Satisfied that this amounted to an assurance he wasn’t going anywhere near Police HQ, she waved him goodbye before heading into her ‘study’ to get on with some very necessary work on her second novel.
(If asked—which few people dared—how things were going, Ellie would reply that it was one of the great myths of publishing that the most difficult thing of all was to follow up the success of a universally acclaimed first novel. No, the really difficult thing was to produce a second novel after your first had attracted as much attention as a fart in a thunderstorm.)

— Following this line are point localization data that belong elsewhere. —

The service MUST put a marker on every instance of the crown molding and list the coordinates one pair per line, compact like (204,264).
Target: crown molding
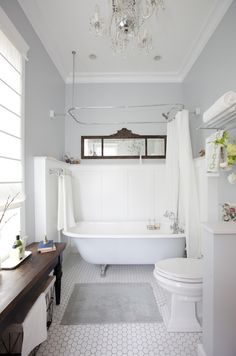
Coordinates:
(129,77)
(13,34)
(209,27)
(44,36)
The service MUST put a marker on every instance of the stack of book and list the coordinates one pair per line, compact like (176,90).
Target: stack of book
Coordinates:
(48,246)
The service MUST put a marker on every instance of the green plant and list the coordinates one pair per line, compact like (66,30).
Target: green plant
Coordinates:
(229,147)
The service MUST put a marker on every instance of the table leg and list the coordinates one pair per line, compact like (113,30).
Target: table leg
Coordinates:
(58,273)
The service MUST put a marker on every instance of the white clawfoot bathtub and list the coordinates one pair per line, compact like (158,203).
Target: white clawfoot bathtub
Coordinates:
(125,242)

Now she re-immersed herself in her book, confident that all she needed to do here to produce a bestseller was apply the same subtle understanding of human nature that she had just demonstrated in her management of her husband.
Meanwhile, two streets away, Pascoe was climbing into a car driven by Edgar Wield, who wasn’t happy.
‘Ellie’s going to kill me when she finds out,’ he said.
‘Relax. She’ll not find out,’ said Pascoe confidently.
Wield didn’t reply. In his experience there were two people who always found out, and one of them was Ellie Pascoe.
The other was still lying in a coma.
‘So what’s Sinister Sandy up to?’ said Pascoe.
‘Oh, this and that,’ said Wield vaguely.
Pascoe looked at him suspiciously.
‘Start with this, then move on to that,’ he ordered.
‘Well, she plays her anti-terrorist stuff pretty close, that’s understandable,’ said Wield. ‘But with us being a bit short-handed at the top, it’s been a real help her being an old mucker of Desperate Dan’s. She keeps well back from the hands-on stuff, of course—says it’s our patch, so it should be our call—but when it comes to structuring organization and paperwork, she’s really got on top of things. Now it’s not just Andy who knows what’s going off, it’s the lot of us.’
Pascoe’s suspicions were thickening by the second. Praise from Wield on matters of organization was praise indeed. Well, he was entitled to call it like he saw it. But that crack about Dalziel came close to high treason.
He said, ‘You sound like you’re a convert, Wieldy. Hey, you didn’t tell her I rang this morning, did you?’